Residents living on Cochise Court contacted Park City a couple of weeks ago because water from the beaver ponds was backing up into their crawlspaces. Park City Public Works Director, Troy Dayley says they’ve been dismantling, by hand, two dams every day for the past two weeks. He says usually at the end of summer, the pups are thrown out of their impoundments to live on their own. After multiple efforts to dismantle the dams, they were hoping the beaver would move down stream, east of the neighborhood.

“We’ll tear the dam out, or breech the dam, see if it’s rebuilt, and if it is, we’ll try to remove the whole dam and see if we can discourage the beaver from taking up home there and see if we can push him out. And we’ve been successful. We’ve been successful and we haven’t had to trap for a number of years. The tough part is, you tear it down and then they go into people’s yards and start cutting their trees down and we try to discourage them. And that’s the downside of pulling the dams out."

Dayley says they follow a protocol when it’s been determined that they must remove a beaver. He says it’s a tough part of his job because they’ll use a live trap to capture the animal then have it euthanized. 
They use devices called pond levelers on McCloud Creek to encourage beaver habitat and dam building but Dayley says the ponds close to town on Poison Creek along the Rail Trail are too shallow.

“On McCleod Creek, we have 13 pond levelers and these pond levelers are constructed to where the beavers will build a dam and we put a pond leveler in, and they quit building, so they don’t make it bigger and bigger. And the beaver does well, and we’ve been successful at those.”

They use a live trap, so no other animals or people are hurt. According to Dayley, catching the beaver and euthanizing it is the last resort.

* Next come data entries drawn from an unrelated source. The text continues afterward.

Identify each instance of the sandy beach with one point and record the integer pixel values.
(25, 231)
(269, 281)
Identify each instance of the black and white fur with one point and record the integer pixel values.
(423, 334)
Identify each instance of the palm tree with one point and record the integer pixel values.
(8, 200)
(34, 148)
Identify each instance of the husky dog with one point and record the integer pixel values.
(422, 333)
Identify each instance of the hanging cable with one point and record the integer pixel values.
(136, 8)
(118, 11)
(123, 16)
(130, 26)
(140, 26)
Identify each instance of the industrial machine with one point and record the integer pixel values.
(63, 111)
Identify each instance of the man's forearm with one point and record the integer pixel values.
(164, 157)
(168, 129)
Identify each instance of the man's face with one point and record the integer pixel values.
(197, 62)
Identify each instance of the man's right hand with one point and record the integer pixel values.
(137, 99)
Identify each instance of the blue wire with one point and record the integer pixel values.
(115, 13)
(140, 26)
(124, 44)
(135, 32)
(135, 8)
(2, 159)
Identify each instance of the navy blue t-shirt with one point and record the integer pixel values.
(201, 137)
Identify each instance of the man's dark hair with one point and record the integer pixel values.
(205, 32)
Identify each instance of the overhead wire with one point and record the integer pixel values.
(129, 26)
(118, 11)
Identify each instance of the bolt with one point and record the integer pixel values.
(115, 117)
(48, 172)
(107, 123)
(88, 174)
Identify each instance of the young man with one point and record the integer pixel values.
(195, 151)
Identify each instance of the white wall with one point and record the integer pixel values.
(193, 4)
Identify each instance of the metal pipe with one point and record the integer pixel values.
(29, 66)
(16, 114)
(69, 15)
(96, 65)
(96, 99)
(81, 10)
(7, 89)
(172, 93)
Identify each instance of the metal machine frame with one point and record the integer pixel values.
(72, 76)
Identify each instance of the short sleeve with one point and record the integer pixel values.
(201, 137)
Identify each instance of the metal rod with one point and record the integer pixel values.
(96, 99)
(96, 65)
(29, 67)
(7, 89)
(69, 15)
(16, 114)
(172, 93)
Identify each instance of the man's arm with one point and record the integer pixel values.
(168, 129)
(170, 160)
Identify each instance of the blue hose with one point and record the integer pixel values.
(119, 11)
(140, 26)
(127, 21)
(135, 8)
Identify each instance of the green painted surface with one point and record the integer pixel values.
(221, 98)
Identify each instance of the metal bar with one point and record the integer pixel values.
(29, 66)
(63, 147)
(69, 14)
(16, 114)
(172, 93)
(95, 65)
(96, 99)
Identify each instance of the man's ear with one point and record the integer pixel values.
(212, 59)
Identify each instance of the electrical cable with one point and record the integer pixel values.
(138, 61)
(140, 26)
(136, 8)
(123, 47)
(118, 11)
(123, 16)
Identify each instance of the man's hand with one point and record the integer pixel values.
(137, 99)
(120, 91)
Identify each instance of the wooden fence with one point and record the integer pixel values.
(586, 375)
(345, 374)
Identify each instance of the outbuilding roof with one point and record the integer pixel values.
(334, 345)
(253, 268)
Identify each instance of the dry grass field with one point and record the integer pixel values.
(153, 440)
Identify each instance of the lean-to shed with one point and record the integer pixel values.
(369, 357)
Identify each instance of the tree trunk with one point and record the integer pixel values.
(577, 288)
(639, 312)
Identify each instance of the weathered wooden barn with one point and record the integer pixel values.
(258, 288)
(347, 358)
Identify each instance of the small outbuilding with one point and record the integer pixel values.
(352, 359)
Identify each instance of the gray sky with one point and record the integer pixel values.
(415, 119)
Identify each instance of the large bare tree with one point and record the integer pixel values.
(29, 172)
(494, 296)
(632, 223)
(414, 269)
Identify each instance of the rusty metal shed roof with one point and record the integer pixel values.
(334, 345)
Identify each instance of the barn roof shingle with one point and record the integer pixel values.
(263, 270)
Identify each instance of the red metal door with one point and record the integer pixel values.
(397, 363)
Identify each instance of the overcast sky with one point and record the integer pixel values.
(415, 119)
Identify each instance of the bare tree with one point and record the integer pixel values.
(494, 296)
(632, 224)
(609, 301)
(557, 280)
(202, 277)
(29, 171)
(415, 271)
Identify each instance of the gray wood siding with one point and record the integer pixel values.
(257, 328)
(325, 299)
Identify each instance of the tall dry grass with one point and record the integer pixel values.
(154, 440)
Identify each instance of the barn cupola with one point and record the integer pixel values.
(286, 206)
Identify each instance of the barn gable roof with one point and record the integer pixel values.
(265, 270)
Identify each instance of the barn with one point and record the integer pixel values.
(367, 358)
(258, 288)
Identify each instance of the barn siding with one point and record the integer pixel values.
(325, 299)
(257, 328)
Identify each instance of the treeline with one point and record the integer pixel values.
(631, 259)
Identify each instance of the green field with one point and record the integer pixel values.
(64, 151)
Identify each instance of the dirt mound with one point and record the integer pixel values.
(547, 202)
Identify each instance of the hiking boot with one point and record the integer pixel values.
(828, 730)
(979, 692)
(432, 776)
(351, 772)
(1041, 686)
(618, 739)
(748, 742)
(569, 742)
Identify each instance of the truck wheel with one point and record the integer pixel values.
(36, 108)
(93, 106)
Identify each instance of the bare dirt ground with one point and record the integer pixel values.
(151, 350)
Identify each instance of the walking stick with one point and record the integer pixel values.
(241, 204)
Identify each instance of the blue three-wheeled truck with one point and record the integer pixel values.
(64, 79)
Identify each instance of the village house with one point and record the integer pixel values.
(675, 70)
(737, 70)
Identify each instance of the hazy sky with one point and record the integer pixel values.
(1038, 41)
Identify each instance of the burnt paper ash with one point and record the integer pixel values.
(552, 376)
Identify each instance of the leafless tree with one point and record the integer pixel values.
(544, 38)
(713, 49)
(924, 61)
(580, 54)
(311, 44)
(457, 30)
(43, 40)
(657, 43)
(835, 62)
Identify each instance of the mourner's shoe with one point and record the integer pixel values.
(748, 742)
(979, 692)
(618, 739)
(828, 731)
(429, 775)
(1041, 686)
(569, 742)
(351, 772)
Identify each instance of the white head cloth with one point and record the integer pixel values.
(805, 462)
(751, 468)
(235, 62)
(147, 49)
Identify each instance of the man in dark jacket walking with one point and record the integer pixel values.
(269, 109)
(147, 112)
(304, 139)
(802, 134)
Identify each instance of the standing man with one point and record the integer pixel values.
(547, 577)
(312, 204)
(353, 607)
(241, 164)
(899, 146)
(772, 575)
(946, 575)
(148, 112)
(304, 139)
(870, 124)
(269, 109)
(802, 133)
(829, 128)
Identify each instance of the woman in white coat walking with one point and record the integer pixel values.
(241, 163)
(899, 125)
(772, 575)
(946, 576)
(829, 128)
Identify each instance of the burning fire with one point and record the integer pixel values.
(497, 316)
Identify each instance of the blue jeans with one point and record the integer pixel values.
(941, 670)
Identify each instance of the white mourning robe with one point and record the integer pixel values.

“It’s too late in the year and it would be inhumane to, in my opinion, and I’m not an expert, but to relocate a beaver somewhere even if we could identify a place and expect it to build a dam, build a hut and create the food needed to survive through the winter. And you know they’ll stash the food source throughout the summer, and they’ll eat on it through the winter.”

Dayley says they believe there are just two juvenile beaver causing the water back up and they’ll try first to remove one and see if the water levels drop. He says one of the homeowners tried to discourage the nighttime dam building by installing motion sensor lights. When that didn’t work, Dayley says they contacted the City Manager who initiated the protocol they use to remove the beaver.

He recommends using commercial contractors to remove other animals such as skunks and racoons. And if it’s large game, the DWR should be contacted. The Public Works Department is handling the beaver damage because they’re responsible for the Poison Creek waterway.  He wants people to know the city is not trying to eradicate the beaver population along the Rail Trail. Once they are able to drop the water level, they’ll stop trapping.